Sauzer-Johnsen v. Sauzer, SAUZER-JOHNSE

Citation544 N.E.2d 564
Case DateOctober 12, 1989
CourtCourt of Appeals of Indiana

Page 564

544 N.E.2d 564
Kristen S. SAUZER-JOHNSEN, Respondent-Appellant,
Frank J. SAUZER, Jr., Petitioner-Appellee.
No. 64A03-8808-CV-262.
Court of Appeals of Indiana,
Third District.
Oct. 12, 1989.

Page 565

Kenneth D. Reed, Abrahamson, Reed, Adley & Enslen, Hammond, for respondent-appellant.

Max Cohen, Cohen and Thiros, Peter L. Benjamin, Merrillville, for petitioner-appellee.

GARRARD, Presiding Judge.

This case is an appeal from the order of the Commissioner of the Porter County Superior Court setting aside the property settlement agreement executed by Frank J. Sauzer, Jr., appellee-petitioner (hereinafter Frank) and Kristen S. Sauzer-Johnsen, appellant (hereinafter Kristen).

Kristen asks us to decide three issues:

1. Whether the trial court's order setting aside the property settlement agreement was a final, appealable order.

2. Whether the trial court erred in admitting polygraph examinations into evidence.

3. Whether the commissioner had proper jurisdiction and authority to preside over the trial below.

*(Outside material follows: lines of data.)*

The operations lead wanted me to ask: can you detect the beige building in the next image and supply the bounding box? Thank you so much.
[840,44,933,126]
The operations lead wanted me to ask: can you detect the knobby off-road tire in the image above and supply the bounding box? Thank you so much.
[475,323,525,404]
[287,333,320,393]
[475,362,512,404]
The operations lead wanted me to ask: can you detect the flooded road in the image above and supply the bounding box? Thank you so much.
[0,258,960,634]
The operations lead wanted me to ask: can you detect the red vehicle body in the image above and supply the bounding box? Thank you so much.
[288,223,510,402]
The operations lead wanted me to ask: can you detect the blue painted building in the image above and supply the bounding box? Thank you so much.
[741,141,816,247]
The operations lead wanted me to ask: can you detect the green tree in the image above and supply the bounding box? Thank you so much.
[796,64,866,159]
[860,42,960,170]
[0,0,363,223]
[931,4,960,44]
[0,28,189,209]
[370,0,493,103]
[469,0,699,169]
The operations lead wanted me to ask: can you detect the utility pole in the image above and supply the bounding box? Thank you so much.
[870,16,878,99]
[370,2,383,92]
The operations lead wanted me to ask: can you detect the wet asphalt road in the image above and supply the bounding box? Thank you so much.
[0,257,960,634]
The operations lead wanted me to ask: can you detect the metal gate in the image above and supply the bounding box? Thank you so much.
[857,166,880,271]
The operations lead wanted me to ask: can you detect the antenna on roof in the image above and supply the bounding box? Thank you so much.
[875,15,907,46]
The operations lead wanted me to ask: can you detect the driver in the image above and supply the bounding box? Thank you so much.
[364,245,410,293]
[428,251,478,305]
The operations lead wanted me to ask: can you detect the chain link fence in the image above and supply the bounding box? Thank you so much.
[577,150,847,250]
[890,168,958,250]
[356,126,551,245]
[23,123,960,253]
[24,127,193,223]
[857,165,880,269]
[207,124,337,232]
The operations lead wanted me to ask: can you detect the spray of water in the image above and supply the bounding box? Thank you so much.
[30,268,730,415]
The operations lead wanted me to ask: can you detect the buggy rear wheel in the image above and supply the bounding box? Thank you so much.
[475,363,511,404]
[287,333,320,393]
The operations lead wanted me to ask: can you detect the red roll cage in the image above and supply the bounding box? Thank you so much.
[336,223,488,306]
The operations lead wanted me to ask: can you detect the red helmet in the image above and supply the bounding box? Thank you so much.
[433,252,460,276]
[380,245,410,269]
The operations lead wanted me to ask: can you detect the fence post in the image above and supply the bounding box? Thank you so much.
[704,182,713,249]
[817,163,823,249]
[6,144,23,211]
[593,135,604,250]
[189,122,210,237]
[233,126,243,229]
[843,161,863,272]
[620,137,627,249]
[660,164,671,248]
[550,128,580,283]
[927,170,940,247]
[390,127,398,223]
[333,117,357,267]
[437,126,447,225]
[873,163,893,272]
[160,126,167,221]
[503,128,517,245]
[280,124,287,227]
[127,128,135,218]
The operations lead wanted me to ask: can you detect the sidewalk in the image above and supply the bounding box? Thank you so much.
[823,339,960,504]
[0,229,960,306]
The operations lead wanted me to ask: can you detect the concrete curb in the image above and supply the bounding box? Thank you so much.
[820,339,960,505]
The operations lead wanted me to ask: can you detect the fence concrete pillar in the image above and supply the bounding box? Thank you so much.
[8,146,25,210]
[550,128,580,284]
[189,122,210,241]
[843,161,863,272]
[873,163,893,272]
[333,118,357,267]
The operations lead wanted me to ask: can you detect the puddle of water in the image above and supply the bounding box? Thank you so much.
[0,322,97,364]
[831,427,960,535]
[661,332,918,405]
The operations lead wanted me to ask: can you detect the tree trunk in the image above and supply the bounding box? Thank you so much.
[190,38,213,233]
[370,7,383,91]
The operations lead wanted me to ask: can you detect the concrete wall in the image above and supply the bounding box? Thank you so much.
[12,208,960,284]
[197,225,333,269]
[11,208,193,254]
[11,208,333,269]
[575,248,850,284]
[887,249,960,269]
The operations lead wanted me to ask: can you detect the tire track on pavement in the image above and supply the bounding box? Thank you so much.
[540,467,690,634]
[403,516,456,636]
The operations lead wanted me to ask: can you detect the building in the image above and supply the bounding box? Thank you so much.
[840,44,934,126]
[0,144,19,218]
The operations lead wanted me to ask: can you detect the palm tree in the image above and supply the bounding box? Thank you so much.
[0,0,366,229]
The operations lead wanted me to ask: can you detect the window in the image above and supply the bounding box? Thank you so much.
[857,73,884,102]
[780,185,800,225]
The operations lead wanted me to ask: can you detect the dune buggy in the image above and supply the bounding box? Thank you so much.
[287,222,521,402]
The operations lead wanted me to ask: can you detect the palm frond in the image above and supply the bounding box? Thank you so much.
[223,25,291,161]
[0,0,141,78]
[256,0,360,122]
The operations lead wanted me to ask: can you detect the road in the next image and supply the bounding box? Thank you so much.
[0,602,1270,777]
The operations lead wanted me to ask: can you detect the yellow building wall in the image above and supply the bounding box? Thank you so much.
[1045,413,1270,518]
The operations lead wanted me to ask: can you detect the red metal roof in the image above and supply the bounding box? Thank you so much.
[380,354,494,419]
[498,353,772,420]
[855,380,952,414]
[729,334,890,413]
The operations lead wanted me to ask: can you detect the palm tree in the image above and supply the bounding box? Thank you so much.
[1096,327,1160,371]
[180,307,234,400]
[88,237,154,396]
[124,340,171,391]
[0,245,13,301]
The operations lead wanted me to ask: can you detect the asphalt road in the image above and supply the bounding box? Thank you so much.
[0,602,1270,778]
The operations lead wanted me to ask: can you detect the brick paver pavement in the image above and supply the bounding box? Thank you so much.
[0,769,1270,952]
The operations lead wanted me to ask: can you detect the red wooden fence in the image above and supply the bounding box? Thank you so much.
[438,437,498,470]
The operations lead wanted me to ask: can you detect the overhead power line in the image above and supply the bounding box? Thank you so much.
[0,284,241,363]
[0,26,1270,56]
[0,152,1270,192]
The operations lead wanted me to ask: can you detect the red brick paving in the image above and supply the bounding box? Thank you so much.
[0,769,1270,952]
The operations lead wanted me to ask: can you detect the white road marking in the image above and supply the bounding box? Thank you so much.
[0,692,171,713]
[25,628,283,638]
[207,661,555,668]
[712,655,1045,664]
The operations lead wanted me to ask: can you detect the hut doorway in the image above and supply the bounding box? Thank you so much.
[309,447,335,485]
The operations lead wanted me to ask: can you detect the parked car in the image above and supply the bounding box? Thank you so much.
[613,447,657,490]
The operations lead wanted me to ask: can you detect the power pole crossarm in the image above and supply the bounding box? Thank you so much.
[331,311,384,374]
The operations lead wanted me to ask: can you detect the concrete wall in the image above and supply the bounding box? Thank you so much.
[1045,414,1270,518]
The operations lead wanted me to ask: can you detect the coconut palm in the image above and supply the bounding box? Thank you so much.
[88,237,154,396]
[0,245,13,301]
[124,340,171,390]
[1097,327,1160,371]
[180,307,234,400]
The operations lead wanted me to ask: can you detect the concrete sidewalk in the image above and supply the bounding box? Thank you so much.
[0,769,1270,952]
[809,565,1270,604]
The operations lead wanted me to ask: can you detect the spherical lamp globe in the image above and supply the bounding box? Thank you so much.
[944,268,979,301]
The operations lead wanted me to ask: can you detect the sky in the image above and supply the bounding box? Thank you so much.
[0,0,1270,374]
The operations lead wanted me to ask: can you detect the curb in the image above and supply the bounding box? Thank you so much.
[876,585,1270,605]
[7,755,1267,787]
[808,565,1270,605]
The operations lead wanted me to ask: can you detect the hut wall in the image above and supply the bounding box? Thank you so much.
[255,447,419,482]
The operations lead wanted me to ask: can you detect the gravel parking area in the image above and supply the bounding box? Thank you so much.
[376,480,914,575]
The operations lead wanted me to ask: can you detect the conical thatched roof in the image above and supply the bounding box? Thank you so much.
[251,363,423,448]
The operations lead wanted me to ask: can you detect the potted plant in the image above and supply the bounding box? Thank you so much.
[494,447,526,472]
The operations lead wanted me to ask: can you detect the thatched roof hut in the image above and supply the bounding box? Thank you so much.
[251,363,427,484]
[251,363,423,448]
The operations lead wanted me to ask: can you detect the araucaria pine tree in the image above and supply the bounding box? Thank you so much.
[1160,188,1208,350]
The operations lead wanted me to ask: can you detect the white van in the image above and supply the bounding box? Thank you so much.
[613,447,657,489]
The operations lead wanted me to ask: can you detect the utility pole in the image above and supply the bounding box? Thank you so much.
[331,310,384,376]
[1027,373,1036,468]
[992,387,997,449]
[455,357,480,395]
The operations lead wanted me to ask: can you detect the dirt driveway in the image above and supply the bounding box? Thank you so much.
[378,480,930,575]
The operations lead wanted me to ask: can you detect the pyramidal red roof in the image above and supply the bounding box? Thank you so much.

We affirm the order of the Porter County Superior Court.


Frank and Kristen were married on November 29, 1969. Their marriage began to deteriorate in 1981. Kristen began seeing

Page 566

Bernard Johnsen, a police officer and self-described karate expert. She invited Johnsen to the couple's residence on numerous occasions. On one occasion, Johnsen allegedly performed a karate demonstration on Frank by knocking a knife from Frank's hand and told him, "Blink and you will die in the dark." Despite Frank's protest, Kristen again invited Johnsen to their residence in September, 1982. On this occasion Johnsen allegedly threatened to kill Frank if he did not give Kristen what she wanted in the property settlement. Johnsen told Frank he carried a "drop gun" that he could use in the event he killed someone without justification. Kristen told Frank that Johnsen was her "muscle," her "pet cop" who would "get him" if Frank did not give her all the property she demanded.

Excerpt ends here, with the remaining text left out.